Monsanto Growth Ventures Leads Series A for Agtech Startup, FarmLead

March 21, 2017

Monsanto Growth Ventures (MGV) had led a $6.5 million Series A for Ottawa, Canada-based agtech startup, FarmLead. Others in the round include Avrio Ventures, the MaRS Innovation Accelerator Fund, and Serra Ventures.

Founded in 2013, FarmLead has established an online cash grain marketplace, where through its platform, grain buyers and sellers can connect automatically – listing, negotiating, and closing grain deals. Acting as what Tech Crunch calls, “an eBay for grains,” FarmLead’s platform enables farmers, buyers, and sellers to circumvent the challenges created by the traditionally highly localized and relationship-dependent grain market – democratizing the process, extending the users’ market reach, and generating higher return on investment.

“Despite the recent levels of technology innovation in agriculture, very few companies are aimed at the critical commerce piece of the equation that helps farmers realize profits from day one,” said Kiersten Stead, investment director at MGV.

Registering, posting, and negotiating grain deals through the site is free, however, the company takes a small percentage of each transaction, with the average deal valued at $70,000, said FarmLead Founder and CEO Brennan Turner to Techopia Live.

Since its launch, FarmLead has served more than 4,000 farms across North America and has seen its level of traded tonnage increase 200-300 percent year-on-year. The company also has integrated an innovative forward contracting service that allows farmers to sell based on their forecasted yields. However, the startup is not positioning itself in competition with the established grains futures markets – instead, it will focus solely on the cash market.

“We see FarmLead as a tool that creates optionality for farmers, Stead told Tech Crunch. “That’s what is most important to us. But their platform also gives buyers more choices. They can create a large portfolio of vendors to work with, and get access to a more diverse set of crops than what they had before.”

On the shoulders of this success, FarmLead plans to use the capital gained through this round to fund its expansion into the U.S., and the establishment of its U.S. headquarters based in Chicago, Illinois – a hub location to major U.S. grain producing regions.

Beyond the U.S., co-founders Brennan Turner and Alain Goubau expressed to Tech Crunch how global macro drivers of increasing economic strength across Middle Eastern and Asian markets, partnered with declining wheat consumption in the U.S., have set their eye on eventually disrupting international grain trade.

“This investment signals the appetite for a solution that accelerates the rates of commercial grain marketing transactions,” said Turner in a statement. “Our ability to increase deal flow for farmers, enabling them to negotiate better prices and other key trade terms online, allows farms to take ownership of their grain production and marketing lifecycle. This is the future of grain trading and we are truly poised to transform the way agricultural commodities are traded worldwide.”

Waste Not, Gain Returns

FarmLead’s platform also has the potential to be a vehicle that will have the power to reduce food waste and post-harvest loss.

NPR reported in 2014 that the U.S. wastes 141 trillion calories worth of food per year, or 1,249 calories per person per day, according to the U.S. Department of Agriculture.
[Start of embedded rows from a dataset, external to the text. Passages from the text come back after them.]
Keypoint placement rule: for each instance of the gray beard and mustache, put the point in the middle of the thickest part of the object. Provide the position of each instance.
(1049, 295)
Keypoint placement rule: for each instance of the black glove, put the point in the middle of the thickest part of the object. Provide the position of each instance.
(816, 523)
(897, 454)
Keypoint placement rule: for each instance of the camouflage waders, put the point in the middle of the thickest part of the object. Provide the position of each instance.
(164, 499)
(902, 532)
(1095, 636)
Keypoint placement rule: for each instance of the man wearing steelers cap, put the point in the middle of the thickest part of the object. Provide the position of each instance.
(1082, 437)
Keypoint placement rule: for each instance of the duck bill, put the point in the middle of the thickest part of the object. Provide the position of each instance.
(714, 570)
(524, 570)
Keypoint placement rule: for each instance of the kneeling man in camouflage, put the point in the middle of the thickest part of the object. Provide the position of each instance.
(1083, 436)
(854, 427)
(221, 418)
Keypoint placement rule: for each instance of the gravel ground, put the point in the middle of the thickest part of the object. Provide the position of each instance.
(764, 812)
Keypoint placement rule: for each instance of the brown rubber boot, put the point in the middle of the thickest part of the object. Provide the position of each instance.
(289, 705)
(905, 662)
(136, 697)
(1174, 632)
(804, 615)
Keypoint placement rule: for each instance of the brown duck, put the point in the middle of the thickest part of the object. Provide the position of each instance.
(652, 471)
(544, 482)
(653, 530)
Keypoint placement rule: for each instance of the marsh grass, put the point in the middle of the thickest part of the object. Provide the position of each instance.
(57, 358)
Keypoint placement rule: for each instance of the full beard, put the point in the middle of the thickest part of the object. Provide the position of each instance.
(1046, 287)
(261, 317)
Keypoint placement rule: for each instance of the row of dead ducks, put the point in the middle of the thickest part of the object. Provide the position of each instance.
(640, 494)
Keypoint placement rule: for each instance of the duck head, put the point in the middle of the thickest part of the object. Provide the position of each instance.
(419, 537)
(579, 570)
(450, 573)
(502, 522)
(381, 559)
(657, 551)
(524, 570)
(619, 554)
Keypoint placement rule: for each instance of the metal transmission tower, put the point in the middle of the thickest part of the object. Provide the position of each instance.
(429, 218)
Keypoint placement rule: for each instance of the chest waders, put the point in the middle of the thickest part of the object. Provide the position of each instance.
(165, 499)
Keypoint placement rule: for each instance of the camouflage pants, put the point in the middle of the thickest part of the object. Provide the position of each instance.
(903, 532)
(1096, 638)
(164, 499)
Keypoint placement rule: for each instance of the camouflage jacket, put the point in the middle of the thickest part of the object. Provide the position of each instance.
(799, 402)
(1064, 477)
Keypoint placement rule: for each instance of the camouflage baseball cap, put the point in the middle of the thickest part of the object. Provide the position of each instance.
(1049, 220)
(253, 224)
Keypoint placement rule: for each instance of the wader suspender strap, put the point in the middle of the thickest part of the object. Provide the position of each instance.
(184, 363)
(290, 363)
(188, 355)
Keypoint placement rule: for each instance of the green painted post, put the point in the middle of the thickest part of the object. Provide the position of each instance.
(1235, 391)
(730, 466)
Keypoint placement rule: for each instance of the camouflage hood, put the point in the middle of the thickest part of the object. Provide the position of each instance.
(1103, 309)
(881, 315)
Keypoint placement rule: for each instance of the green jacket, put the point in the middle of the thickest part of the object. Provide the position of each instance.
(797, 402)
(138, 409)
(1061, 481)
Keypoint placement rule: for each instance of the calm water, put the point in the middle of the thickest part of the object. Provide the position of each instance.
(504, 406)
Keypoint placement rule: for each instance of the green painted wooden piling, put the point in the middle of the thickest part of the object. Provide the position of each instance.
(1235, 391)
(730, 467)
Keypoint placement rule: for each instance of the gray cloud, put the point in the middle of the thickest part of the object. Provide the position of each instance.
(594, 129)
Of this total loss, grain accounted for 18.5 billion pounds, or 14 percent.

In affluent economies, it is difficult to actualize the real economic impact that food waste has, and the potential for return that exists in reducing it.

In 2016 it was reported that U.S. growers spend $218 billion, or 1.3 percent of the country’s total GDP, on growing, processing, transporting, and disposing of food that is never consumed. Additionally, high levels of discretionary wealth translates to over-buying and spoilage.
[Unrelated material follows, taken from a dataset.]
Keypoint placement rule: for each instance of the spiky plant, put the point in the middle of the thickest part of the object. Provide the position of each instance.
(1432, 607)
A report issued last year by the National Resources Defense Council and a coalition of 30 business goes on to state that in the implementation of food waste solutions, U.S. consumers would see a savings of approximately $5.6 billion per year, while there is the potential for producers and businesses in the supply chain to see an estimated $1.9 billion in annual business profits through the revenue and cost savings that come with food waste mitigation, reports CNBC.

“There is a direct profit potential for business,” Dana Gunders, food and agriculture scientist with the Natural Resources Defense Council, told CNBC. “With money spent, money will be saved.”